Every reasonable intendment is in favor of the judgment, which cannot be reversed unless all reasonable intendments are against it. Manley Bros. Co., Inc. v. Somers, 100 Vt. 292, 297, 137 A. 336. It is apparent that we cannot say that the challenged finding of the court, upon which the judgment depends, is wrong, unless the claimed release, signed by the petitionee, compels the inference that the threatened prosecution of the petitioner was malicious or without probable cause. But the signature to the release having been obtained by fraud that document does not compel such inference.
The petitioner now attempts to rely upon the claim that the release, even though obtained by fraud, remained a bar to the petitionee's prosecution of the petitioner because there was no refund of the consideration paid. This claim relates to a possible defense to the petitionee's proceeding against the petitioner had that proceeding been commenced by service of process and been brought to trial. Such a possible defense is not determinative of the petitionee's malice or lack of probable cause for such contemplated proceeding. The court finds that the petitionee was willing to return to him the six hundred dollars which had been paid her, if he so desired. A formal tender, if required, might have been made before the action was actually commenced.
The burden of proof being upon the petitioner, it was incumbent on him to obtain a finding from the court that the contemplated prosecution was malicious or without probable cause. This he did not do, nor have we before us any exception to the refusal or failure of the court to find in accordance with any request for such a finding. Moreover, no such claim as the petitioner now makes regarding repayment of the six hundred dollars is stated or suggested by the exception briefed or by the stated grounds therefor. The claim, therefore, is not before us for consideration.
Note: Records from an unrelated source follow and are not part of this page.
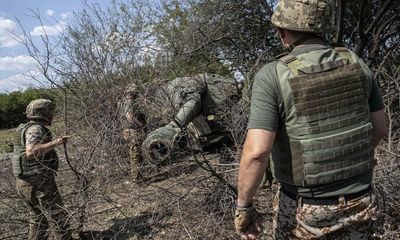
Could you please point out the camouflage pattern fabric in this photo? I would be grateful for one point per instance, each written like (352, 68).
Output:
(306, 15)
(211, 90)
(350, 220)
(136, 158)
(46, 208)
(47, 164)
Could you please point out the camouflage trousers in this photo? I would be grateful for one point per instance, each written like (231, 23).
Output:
(134, 138)
(136, 159)
(350, 219)
(45, 208)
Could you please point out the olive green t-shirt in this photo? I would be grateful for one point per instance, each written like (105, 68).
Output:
(267, 112)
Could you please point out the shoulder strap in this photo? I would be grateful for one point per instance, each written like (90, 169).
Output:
(345, 53)
(292, 63)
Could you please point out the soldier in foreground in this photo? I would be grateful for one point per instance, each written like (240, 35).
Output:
(35, 165)
(195, 102)
(319, 111)
(133, 123)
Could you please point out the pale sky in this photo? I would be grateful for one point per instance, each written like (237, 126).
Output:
(15, 63)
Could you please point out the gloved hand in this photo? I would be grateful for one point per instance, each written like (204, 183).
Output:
(247, 222)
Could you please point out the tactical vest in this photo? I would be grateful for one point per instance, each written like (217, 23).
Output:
(329, 133)
(22, 167)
The case of Shoro v. Shoro, 60 Vt. 268, 14 A. 177, 6 A.S.R. 118, upon which the petitioner relies, is readily distinguishable. In that case there was a positive finding by the court, apparently unchallenged, that the petitioner, a boy sixteen years of age, had never had sexual intercourse with the petitionee either before or after the marriage. From this finding the conclusion would be imperative that the bastardy proceeding in that case had been brought maliciously and without probable cause.